Buying almost £1400 cheaper than renting

22 March 2022

  • Annual homeownership costs were £1378 cheaper than renting in 2021
  • The cost gap is greatest in Scotland and the North West (22%)
  • Annual saving for homeowners over £400 more than 10 years ago

The monthly housing costs for first-time buyers are now £115 (13%) lower than the cost of renting an equivalent home, and the difference could add up to more than £27,600 over a 25-year mortgage, according to analysis by Halifax.

The Halifax Buying vs Renting Review is based on the housing costs associated with a mortgage on a three-bed home, compared to the average monthly rent of the same property type.

Last year, monthly rental costs grew by 6% to £874, while buying costs grew just 2% to £759, a monthly difference of £115, or £1,378 for the full year.

Having narrowed in each of the last three years, the gap is now at its widest since 2017, and is over £1,200 greater than its historical low in 2019 (£116 annual saving). However, the current difference (£1,378) is not as great as in 2015, when annual ownership costs were £1,476 less than those for renting.

The biggest differences proportionately were in Scotland and the North West at 22%, while the gap between annual rent and ownership in absolute terms was greatest in London, where renting is £4,181 more costly. The smallest gap was seen in Northern Ireland, where renting was just £17 per month (3%) higher than ownership. (£205 per year) 

Esther Djikstra, Mortgages Director, Halifax, said: “Over the last year, we have seen record numbers of buyers entering the market, moving to bigger properties and taking advantage of the Stamp Duty holiday. However, historic lows for interest rates have kept mortgage costs down, compared to rents. For the second year running, buyers in Scotland see the greatest proportional difference in costs compared to renters and are joined this year by those in the North West of England, where rents are over a fifth more than buying costs.”

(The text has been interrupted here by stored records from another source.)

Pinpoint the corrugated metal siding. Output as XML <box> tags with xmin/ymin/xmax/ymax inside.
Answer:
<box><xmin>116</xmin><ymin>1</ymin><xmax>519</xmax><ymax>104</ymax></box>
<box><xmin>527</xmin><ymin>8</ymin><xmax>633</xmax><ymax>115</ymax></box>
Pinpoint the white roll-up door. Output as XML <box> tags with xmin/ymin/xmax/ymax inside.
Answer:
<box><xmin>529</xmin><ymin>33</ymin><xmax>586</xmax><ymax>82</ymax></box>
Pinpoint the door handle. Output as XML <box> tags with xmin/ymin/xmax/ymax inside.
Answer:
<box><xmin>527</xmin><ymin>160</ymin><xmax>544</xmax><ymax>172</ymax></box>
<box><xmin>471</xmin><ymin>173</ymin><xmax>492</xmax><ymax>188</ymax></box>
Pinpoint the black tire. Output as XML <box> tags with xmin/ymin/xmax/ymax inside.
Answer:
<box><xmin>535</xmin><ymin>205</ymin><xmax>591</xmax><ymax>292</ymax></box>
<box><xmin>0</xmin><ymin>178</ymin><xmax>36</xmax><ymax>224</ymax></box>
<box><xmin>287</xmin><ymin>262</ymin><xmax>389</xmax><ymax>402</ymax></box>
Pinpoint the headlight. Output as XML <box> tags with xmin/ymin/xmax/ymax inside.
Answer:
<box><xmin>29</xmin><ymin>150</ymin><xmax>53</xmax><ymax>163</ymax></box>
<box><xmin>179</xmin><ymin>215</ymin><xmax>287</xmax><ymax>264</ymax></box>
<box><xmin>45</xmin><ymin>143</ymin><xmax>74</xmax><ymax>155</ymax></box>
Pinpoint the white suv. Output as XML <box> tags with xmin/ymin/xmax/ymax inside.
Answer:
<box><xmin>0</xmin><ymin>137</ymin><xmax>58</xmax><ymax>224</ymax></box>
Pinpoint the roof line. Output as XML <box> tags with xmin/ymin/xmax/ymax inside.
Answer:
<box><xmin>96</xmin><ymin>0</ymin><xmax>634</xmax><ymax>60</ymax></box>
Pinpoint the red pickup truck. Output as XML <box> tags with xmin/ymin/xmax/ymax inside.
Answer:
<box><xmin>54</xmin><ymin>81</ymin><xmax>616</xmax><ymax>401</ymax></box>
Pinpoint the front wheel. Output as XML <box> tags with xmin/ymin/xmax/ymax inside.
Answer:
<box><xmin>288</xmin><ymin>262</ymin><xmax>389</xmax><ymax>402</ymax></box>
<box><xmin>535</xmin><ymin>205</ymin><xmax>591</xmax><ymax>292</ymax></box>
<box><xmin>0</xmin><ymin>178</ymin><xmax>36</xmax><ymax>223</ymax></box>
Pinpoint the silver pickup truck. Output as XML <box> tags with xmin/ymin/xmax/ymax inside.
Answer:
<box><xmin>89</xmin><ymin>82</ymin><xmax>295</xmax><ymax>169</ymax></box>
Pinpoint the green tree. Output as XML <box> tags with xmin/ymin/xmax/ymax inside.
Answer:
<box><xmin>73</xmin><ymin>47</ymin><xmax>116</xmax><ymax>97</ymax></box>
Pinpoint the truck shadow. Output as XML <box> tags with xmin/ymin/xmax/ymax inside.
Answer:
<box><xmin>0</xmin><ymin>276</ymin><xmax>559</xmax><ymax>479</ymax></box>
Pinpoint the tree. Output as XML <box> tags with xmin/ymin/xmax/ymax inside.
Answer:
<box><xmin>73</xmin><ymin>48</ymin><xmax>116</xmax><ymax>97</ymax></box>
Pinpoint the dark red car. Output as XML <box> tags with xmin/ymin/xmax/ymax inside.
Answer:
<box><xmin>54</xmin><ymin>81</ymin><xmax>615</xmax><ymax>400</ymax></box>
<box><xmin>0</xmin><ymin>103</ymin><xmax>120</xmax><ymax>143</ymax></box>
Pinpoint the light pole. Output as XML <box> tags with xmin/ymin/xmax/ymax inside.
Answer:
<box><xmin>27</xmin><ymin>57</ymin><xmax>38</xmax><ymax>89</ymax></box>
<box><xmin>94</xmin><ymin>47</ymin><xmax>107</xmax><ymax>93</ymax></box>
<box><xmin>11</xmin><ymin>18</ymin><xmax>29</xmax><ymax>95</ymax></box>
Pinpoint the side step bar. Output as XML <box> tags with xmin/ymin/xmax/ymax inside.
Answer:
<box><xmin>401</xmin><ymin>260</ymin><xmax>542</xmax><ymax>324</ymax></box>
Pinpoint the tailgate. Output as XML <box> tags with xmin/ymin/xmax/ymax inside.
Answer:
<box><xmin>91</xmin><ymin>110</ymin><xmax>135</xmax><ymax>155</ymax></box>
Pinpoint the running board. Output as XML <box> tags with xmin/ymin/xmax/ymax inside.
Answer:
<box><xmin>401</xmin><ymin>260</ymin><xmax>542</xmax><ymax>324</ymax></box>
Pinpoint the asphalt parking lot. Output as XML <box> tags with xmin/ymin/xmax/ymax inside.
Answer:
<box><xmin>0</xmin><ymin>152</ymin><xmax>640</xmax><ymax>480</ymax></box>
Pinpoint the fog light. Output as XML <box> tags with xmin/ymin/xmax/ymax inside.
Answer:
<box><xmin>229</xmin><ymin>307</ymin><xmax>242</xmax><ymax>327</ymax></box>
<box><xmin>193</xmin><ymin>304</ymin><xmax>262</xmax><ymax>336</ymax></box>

“Still, before homebuyers can benefit from lower monthly costs, a deposit needs to be put together, still the greatest challenge for many first-time buyers. The £62,000 average deposit we see in our data may be an unimaginable sum to potential first-time buyers, but it’s much higher than many need to get a foot on their housing ladder. Deposits from 5% are available and, based on the average house price, mean putting down a £12,500 deposit - significantly less than the average.”

The average deposit, as a proportion of house price, rose only marginally from 24% in 2020 to 25% in 2021. However, in absolute cost terms it rose £5,334 to £62,415, a growth of 9%.